What makes up conservation medicine?
Conservation medicine is a truly interdisciplinary branch of veterinary medicine and science, incorporating elements of epidemiology, population biology, ecosystem and community ecology, conservation biology, animal husbandry and, of course, veterinary medicine and surgery. It also requires knowledge of project management, the practicalities and logistics of conducting fieldwork, developing networks of local expertise on the species in question, maintaining solid and fruitful relationships with all stakeholders involved in species conservation and care, and liaising with programme managers and those in charge of the national park, nature reserve or conservancy that the target species resides in.
It is a well-used adage, but a true one nevertheless, that conservation is ultimately all about people. When stripped down, conservation medicine is ultimately the interface between three overarching subjects (Figure 1): animal health, human health and ecosystem health. Table 1 provides examples of the reach and range of species and questions targeted by this approach.

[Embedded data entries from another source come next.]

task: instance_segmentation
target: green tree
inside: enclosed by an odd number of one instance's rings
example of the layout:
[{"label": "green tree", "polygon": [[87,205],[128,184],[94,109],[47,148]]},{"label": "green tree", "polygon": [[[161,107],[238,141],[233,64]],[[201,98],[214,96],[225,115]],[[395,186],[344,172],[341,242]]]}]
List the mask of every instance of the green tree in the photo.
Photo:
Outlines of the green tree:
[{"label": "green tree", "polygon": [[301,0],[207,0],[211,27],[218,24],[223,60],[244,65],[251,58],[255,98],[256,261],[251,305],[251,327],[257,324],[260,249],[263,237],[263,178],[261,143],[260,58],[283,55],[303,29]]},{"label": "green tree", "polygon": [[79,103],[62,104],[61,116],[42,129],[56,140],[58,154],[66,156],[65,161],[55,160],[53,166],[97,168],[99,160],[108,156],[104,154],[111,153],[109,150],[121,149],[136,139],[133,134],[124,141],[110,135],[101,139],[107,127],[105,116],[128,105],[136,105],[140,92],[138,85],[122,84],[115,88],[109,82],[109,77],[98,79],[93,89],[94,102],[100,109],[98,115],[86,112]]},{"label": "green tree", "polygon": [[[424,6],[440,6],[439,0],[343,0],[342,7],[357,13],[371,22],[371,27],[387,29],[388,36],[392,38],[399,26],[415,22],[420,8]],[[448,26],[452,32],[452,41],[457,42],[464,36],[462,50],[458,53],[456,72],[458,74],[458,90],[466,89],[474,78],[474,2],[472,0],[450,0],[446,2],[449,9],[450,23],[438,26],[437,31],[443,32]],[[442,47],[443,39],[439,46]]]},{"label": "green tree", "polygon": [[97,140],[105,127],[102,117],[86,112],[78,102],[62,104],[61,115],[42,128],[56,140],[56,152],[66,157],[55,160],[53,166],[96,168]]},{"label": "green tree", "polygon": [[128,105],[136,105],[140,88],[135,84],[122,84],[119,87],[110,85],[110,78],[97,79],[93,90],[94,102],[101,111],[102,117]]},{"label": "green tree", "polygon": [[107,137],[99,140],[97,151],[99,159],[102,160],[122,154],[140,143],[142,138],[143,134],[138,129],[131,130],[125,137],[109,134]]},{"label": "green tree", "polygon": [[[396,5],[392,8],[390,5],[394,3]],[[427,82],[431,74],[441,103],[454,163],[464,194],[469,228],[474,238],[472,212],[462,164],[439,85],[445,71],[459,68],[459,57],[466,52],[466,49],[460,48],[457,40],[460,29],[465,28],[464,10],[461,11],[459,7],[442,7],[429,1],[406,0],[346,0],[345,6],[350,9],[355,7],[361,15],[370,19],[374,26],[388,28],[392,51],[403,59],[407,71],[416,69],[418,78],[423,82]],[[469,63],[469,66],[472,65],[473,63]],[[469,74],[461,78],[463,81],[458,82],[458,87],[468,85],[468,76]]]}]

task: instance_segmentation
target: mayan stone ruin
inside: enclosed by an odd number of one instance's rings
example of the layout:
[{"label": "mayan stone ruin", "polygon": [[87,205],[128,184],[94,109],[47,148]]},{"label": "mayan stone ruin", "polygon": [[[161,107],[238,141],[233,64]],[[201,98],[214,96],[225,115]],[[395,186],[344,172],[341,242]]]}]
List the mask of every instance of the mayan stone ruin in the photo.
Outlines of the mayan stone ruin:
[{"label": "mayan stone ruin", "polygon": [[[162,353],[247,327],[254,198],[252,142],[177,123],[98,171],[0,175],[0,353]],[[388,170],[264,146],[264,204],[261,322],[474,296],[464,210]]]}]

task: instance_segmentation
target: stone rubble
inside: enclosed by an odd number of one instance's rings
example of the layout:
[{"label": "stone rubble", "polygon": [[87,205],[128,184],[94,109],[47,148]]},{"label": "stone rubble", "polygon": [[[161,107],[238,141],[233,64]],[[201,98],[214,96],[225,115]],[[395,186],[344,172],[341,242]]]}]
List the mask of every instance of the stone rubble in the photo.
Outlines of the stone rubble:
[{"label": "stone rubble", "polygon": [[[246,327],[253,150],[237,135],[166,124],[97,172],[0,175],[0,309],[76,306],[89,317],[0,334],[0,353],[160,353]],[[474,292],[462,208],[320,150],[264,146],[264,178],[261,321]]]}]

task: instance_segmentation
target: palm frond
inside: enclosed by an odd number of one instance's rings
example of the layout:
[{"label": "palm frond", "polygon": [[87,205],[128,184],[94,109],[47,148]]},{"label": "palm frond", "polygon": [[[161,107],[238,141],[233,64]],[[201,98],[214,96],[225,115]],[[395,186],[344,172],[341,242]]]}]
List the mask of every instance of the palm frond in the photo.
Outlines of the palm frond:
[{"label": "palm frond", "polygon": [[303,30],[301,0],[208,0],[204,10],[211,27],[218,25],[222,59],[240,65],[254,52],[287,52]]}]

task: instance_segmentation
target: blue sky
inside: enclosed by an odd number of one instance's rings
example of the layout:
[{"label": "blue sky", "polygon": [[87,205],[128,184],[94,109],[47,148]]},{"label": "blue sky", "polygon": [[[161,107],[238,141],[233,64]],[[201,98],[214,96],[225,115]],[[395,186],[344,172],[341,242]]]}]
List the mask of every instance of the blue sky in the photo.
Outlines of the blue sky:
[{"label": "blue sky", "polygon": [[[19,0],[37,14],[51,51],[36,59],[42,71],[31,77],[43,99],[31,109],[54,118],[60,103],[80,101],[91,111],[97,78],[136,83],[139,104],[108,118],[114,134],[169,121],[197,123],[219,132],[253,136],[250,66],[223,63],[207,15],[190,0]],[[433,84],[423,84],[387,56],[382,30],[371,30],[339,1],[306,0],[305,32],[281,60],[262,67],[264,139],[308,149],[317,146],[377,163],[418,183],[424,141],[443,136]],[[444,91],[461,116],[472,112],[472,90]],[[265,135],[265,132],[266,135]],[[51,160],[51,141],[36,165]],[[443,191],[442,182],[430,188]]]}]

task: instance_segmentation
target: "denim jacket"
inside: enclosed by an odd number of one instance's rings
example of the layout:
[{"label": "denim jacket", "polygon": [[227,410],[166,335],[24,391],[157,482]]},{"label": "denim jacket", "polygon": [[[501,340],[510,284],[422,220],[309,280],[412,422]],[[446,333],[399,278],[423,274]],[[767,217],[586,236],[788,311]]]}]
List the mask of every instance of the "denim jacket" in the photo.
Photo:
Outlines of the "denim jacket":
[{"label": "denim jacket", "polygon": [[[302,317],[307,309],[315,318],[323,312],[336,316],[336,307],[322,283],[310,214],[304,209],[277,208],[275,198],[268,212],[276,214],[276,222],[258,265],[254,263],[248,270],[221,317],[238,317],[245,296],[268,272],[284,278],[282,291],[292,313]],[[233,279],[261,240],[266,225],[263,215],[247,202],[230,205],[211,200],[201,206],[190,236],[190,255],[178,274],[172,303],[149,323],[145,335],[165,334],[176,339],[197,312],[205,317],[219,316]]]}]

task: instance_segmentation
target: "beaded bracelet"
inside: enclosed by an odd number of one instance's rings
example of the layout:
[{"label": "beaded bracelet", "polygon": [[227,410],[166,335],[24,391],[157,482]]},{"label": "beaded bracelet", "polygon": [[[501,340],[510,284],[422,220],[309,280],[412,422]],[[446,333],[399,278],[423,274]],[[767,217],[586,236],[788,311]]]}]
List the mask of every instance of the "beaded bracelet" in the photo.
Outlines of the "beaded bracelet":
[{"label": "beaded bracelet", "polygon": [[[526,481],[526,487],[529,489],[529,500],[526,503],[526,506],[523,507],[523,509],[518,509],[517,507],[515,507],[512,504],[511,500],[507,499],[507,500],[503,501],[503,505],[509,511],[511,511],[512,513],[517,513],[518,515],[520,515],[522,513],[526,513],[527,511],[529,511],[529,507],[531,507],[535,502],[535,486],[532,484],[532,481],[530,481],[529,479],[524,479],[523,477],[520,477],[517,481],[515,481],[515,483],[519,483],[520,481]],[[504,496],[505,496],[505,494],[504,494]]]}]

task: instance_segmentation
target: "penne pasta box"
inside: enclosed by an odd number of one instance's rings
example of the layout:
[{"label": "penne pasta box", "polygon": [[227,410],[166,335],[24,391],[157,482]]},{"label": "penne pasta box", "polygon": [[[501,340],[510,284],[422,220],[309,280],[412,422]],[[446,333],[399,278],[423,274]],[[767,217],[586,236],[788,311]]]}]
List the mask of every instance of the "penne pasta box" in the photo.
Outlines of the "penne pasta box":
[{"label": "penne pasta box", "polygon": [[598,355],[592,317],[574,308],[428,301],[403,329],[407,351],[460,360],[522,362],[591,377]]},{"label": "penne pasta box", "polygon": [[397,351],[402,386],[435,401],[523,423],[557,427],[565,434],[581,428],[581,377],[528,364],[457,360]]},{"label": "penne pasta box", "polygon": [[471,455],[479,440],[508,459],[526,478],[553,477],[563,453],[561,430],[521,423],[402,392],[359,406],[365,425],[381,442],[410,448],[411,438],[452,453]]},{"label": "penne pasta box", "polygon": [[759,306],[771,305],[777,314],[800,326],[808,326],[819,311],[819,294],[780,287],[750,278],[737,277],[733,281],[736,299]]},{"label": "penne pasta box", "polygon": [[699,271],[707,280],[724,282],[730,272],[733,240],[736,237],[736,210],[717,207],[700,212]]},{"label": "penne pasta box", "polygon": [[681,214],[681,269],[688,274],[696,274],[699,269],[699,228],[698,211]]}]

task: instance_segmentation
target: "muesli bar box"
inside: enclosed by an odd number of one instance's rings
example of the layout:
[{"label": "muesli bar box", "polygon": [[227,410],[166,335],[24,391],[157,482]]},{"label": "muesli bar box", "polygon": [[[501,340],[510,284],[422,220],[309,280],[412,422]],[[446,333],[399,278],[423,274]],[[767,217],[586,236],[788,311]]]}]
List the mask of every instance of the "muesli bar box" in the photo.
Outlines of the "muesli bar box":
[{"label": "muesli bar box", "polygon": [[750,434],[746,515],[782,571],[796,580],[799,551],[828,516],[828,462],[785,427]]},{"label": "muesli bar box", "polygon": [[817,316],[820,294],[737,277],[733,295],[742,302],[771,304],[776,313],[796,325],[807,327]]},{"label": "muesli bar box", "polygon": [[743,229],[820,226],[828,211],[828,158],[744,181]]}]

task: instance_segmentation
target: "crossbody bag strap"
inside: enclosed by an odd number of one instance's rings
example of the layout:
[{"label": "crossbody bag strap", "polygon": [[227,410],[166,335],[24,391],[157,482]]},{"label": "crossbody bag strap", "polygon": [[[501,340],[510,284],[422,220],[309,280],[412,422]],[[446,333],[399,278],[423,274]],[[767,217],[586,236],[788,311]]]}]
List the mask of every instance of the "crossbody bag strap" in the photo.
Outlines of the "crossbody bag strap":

|Mountain gorilla (Gorilla beringei beringei)||Rwanda||The work of the Mountain Gorilla Veterinary Project has been to reduce the incidence of human pathogens causing disease in a threatened population of wild gorillas||Cranfield and Minnis (2007)|
|Pink pigeon (Nesoenas mayeri)||Mauritius||The prevalence of Trichomonas gallinae infection in sub-populations of pigeons (reintroduced) to Mauritius and its effect as a population limiter for this species has been researched||Bunbury et al. (2008)|
|Marine mammals (various species)||Global||An assessment of different epidemiological and environmental characteristics of health and disease, including spatial variation in incidences of disease, has been undertaken||Norman (2008)|
|Canids (wolves, dogs, jackals), various species||Global||Wild canids can be excellent sentinel species for emerging vector-borne diseases, such as leishmaniasis||Aguirre (2009)|
Conservation medicine and a One Health approach
Anthropogenic causality is common when a disease is involved in species population decline. For example, research from 2018 has shown Batrachochytrium dendrobatidis, the strain of fungus that causes mass mortalities in frogs, to be present in all pet shop amphibians sampled, and that the global movement of exotic amphibians around the world has been responsible for the spread of this pathogen (O’Hanlon et al., 2018). Conservation medicine interventions have shown that the use of topical fungicides on infected wild amphibians can cure chytridiomycosis, but such direct treatment is not practicable on a global scale. Surveillance, monitoring, public education and ethical animal management practices are the best ways to remedy such wide-scale and devastating animal health issues.
The idea of a “One Health” or “Planetary Health” strategy is essential to reduce occurrences of emerging infectious diseases in the future
The idea of a “One Health” or “Planetary Health” strategy, to explain the interlinked lives of humans and wildlife and how the ecosystem services provided by nature are integral to the health and vitality of human and non-human animals, is essential to reduce occurrences of EIDs in the future. While conservation medicine shares many elements of traditional public health epidemiology, its main aim, to protect and improve animal health and ecosystems, in addition to human health, means it has a far-reaching and broader approach.